What the auditor says about one goal's chain back to its origin.

goal_id: str instance-attribute

origin_goal_id: str instance-attribute

depth: int instance-attribute

widening_steps: int instance-attribute

transform_chain: tuple[str, ...] instance-attribute

predicate_changed: bool instance-attribute

verdict: LineageVerdict instance-attribute

LineageVerdict

Bases: StrEnum

Three-band drift classification.

ALIGNED = 'aligned' class-attribute instance-attribute

WARN = 'warn' class-attribute instance-attribute

DRIFTED = 'drifted' class-attribute instance-attribute

TRAPDimension

Bases: StrEnum

Four-axis failure taxonomy.

TRANSPARENCY = 'transparency' class-attribute instance-attribute

REASONING = 'reasoning' class-attribute instance-attribute

ADAPTATION = 'adaptation' class-attribute instance-attribute

PERCEPTION = 'perception' class-attribute instance-attribute

UNCLASSIFIED = 'unclassified' class-attribute instance-attribute

TRAPRouter

Map a classified TRAPDimension to a recommended control action.
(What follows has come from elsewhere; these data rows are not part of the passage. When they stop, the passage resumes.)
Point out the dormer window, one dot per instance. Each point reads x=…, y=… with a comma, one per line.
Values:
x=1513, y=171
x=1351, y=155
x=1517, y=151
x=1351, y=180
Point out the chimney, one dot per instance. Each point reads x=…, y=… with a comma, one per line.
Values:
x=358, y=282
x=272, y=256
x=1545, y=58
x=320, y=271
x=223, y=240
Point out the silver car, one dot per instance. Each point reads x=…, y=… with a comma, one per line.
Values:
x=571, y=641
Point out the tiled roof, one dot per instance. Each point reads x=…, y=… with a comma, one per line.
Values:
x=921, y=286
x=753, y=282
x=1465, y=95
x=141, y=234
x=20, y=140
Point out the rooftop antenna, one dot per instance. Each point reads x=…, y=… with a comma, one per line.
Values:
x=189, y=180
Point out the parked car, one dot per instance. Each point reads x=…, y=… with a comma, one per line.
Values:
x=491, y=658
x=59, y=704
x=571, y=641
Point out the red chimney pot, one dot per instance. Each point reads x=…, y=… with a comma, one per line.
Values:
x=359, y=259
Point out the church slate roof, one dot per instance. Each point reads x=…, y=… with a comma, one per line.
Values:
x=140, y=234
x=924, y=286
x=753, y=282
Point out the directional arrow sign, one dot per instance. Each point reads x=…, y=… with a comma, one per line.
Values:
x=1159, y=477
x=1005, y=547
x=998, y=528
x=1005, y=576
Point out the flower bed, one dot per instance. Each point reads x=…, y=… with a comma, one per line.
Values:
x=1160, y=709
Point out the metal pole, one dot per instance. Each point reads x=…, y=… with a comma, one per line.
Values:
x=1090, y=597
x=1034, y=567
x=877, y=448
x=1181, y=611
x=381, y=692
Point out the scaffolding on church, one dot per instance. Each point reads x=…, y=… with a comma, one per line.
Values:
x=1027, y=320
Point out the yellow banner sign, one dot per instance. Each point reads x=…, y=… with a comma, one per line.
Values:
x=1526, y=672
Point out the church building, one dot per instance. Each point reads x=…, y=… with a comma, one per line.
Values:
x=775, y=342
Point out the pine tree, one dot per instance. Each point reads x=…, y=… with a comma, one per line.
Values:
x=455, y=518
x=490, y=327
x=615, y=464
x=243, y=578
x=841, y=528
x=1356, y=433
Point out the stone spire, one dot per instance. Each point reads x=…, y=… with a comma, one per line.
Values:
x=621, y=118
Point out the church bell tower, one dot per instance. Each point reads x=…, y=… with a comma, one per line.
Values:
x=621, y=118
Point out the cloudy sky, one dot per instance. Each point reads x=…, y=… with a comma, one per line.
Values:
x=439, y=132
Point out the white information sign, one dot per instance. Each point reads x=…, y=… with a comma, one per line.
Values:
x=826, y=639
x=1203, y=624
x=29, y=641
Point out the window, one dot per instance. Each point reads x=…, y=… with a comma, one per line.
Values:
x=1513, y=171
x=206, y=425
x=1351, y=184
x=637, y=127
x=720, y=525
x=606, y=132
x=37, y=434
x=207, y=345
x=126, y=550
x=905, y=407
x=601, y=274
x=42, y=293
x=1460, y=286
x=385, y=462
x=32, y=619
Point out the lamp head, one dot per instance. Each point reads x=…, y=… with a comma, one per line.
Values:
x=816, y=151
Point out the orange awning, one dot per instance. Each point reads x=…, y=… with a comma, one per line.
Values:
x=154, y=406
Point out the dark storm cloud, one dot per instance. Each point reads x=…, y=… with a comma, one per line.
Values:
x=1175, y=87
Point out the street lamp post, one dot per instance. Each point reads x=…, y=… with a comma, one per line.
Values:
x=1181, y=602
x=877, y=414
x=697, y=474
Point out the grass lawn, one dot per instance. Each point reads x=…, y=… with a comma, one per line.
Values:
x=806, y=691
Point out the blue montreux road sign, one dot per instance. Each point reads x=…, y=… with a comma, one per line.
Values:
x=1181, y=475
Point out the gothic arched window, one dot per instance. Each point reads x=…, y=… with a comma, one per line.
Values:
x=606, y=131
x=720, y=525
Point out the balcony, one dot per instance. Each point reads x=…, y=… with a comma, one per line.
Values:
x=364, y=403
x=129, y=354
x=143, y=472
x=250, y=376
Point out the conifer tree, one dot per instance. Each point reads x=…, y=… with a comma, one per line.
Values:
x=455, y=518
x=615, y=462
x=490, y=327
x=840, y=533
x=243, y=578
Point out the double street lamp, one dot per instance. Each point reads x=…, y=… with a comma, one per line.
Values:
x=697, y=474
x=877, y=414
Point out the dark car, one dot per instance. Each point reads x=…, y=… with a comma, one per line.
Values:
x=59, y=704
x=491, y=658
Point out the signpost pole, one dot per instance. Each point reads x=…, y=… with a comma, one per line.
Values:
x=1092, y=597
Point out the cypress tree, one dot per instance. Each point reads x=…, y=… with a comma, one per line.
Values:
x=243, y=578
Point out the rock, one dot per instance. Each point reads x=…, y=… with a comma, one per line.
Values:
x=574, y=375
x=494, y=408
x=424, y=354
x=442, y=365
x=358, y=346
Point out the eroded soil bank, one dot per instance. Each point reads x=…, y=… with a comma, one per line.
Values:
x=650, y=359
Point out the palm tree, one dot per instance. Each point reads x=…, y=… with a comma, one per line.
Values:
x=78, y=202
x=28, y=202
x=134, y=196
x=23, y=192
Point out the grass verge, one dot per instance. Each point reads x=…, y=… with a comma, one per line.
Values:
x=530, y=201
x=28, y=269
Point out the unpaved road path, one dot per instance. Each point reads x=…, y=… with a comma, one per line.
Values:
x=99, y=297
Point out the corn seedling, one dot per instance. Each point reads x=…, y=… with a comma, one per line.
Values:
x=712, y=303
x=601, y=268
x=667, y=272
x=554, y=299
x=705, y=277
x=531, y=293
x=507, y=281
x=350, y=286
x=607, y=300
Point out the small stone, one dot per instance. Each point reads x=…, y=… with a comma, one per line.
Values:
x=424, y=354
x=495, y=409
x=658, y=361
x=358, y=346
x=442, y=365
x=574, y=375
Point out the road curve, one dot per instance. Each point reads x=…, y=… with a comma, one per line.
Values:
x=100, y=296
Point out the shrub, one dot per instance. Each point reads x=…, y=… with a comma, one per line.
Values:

The default routing is opinionated; hosts that disagree pass a custom routing mapping at construction.

recommend(dimension: TRAPDimension) -> ControlActionType | None

Return the recommended action, or None if unclassified.

compute_a_distance(current: dict[str, float], baseline_mean: dict[str, float]) -> float

Compute approximate A-distance between current and baseline means.

cost_weighted_argmin(probabilities: Mapping[T, float], cost_matrix: Mapping[T, Mapping[T, float]]) -> tuple[T, float]

Pick the predicted class minimizing expected cost.

cost_matrix[i][j] reads "cost incurred if we predict i when truth is j." Implementations may set cost_matrix[i][i] to zero (or to a small negative value to encode a benefit for correct classification).

expected_cost(probabilities: Mapping[T, float], cost_row: Mapping[T, float]) -> float

Sum of prob[j] * cost[j] over the class space.

classify_failure_mode(failure_mode: FailureMode, *, override: TRAPDimension | None = None) -> TRAPDimension

Classify a FailureMode along the four axes.

Resolution order:

  1. override argument, if supplied.
  2. The substring "trap:<axis>" inside failure_mode.description (case-insensitive). This is the primary host-supplied signal.
  3. Keyword match against failure_mode.name then failure_mode.description.
  4. UNCLASSIFIED.

The function is deterministic and dependency-free.